Stories We Tell Have an Impact On Our Perceptions of Ourselves
“Just to make sure I understand this: If I sign the lease before the other two women in the house, I have the option of bringing a small pet. If I don’t choose to have one, I still have one of only two leases with that clause, which means if I don’t bring a small pet, that will be one fewer pet in the house. Is that right?”
“Yes, that’s right.”
“Excellent. How much is the deposit again?”

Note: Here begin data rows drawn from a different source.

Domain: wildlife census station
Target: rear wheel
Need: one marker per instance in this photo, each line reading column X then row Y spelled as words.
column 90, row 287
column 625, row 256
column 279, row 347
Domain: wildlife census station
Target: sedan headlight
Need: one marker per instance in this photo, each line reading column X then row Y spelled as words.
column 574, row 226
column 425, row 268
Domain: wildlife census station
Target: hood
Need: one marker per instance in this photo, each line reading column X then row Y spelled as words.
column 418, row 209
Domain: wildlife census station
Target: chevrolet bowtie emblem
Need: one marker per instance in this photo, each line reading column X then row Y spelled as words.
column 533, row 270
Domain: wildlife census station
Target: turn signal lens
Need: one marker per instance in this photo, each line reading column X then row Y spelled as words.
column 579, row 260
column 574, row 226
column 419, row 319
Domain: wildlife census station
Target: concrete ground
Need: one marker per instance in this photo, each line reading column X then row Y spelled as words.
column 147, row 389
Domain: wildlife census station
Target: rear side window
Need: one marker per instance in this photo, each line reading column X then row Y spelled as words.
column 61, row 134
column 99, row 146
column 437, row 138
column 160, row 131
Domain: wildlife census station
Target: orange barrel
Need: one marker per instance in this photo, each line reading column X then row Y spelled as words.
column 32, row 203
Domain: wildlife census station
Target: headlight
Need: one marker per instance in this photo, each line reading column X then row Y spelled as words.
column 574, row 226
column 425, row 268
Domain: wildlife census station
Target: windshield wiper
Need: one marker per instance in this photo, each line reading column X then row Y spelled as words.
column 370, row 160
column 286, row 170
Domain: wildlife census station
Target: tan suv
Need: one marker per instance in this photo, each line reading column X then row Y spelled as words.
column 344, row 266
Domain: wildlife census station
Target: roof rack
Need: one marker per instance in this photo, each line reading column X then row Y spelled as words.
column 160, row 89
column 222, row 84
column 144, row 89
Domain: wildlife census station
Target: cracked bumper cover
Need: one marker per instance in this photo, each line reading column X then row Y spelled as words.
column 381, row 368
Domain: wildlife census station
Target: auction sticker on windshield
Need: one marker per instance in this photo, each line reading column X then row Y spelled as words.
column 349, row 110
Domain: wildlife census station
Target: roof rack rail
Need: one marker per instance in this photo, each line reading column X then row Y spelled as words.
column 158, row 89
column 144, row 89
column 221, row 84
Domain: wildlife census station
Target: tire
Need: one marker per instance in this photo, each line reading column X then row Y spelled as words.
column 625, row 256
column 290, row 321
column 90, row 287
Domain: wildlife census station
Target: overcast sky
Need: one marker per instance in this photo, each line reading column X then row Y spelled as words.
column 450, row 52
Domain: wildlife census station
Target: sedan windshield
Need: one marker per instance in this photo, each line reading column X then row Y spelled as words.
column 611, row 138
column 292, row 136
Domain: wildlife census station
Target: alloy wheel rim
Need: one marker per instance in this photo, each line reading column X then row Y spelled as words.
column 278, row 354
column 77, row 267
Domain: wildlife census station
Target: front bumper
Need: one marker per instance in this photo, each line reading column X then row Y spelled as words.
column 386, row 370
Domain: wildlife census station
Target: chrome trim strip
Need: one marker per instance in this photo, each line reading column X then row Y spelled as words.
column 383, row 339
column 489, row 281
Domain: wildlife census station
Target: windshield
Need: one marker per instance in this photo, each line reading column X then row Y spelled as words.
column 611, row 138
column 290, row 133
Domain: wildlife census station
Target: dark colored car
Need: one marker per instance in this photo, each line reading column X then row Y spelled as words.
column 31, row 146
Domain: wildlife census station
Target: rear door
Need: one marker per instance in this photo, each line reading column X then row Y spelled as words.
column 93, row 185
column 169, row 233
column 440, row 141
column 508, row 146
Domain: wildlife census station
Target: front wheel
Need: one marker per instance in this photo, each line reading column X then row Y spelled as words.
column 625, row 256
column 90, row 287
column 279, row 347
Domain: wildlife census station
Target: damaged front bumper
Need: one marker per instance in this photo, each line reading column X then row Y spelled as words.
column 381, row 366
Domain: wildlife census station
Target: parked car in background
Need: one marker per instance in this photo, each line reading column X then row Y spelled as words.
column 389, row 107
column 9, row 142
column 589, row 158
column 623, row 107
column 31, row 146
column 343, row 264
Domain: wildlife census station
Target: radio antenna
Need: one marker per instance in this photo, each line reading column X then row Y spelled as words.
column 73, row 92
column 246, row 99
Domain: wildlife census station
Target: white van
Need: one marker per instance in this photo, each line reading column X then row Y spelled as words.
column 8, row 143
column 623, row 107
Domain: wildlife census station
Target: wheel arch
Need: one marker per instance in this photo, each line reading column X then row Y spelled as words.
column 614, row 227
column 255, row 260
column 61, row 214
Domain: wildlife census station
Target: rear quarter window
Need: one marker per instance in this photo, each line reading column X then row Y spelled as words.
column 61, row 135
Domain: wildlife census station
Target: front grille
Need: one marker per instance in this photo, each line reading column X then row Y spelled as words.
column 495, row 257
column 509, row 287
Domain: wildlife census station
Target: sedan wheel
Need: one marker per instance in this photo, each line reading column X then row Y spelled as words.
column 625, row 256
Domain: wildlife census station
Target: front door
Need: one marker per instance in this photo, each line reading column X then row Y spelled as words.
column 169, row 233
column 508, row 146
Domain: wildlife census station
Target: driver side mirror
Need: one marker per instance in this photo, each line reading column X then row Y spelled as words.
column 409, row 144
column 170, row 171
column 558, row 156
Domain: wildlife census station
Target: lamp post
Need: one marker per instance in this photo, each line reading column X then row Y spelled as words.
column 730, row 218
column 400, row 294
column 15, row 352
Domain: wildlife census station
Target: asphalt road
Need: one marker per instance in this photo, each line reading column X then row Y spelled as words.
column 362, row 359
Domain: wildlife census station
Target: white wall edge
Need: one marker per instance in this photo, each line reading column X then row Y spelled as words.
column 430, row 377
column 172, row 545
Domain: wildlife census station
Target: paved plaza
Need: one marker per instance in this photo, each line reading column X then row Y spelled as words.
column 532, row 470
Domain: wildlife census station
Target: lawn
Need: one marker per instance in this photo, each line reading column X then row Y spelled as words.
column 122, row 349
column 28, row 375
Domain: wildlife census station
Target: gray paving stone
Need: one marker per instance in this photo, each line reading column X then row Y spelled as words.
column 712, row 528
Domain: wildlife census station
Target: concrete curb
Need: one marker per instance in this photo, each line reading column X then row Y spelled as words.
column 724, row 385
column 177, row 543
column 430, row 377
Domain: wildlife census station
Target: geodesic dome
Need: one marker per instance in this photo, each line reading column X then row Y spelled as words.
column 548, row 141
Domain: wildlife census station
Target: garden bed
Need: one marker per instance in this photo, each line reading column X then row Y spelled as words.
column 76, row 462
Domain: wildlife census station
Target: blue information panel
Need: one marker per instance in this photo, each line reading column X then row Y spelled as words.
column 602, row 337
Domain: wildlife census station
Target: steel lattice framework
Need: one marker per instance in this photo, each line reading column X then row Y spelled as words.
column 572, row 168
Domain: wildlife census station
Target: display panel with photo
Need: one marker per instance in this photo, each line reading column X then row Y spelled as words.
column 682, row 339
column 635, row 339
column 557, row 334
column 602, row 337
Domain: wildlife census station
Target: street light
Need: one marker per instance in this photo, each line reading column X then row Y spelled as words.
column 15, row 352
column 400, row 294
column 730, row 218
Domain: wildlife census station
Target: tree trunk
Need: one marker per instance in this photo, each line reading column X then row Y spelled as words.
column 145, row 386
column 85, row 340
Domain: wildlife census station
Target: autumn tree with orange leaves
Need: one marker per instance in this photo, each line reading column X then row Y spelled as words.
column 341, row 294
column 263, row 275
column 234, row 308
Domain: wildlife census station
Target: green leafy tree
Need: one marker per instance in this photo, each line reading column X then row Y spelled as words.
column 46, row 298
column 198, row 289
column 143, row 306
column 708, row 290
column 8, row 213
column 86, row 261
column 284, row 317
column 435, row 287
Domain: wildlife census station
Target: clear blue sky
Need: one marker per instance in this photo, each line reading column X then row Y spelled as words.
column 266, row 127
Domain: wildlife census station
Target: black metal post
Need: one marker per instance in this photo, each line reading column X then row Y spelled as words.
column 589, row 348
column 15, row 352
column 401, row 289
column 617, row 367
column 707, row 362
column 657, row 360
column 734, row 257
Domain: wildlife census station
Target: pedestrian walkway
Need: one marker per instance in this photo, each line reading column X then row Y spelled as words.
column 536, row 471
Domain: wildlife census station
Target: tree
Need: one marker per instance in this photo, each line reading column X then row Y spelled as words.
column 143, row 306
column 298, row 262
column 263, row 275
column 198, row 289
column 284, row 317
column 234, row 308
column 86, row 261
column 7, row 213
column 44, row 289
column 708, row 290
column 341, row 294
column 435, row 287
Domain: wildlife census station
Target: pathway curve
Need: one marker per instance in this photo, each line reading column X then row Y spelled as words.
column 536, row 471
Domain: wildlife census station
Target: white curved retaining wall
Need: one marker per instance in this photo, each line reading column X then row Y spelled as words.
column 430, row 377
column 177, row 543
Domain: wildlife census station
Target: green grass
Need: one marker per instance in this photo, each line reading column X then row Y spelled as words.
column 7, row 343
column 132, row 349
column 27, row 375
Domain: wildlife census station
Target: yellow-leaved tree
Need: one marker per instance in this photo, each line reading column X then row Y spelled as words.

It was the end of the spring semester and I was signing a lease to share a four bedroom house with three other women starting fall semester at Colorado State University in Fort Collins. A few minutes later, I was on my way home to my parent’s house in Colorado Springs to spend the summer working and saving money for the next school year.
It was a fun summer working in a fancy restaurant, mostly lunch service, with a ridiculously fun crew, and the weeks flew by quickly. Just a few days before I was scheduled to move into the house in Fort Collins, I got a phone call from the landlord.
Her father bought the big house for her to live in and manage for the time she was going to be in school. As a student in the pre-veterinary program, they knew she’d be spending at least 4-6 years there and made a very wise investment by buying a house for her instead of renting. If I have any regrets in life, it’s not finding a way to buy a small house there while I was in school. Just a few years later, Fort Collins became a bedroom community for the Denver area, and still retains its lovely, small-town feel, and the property values have sky-rocketed there.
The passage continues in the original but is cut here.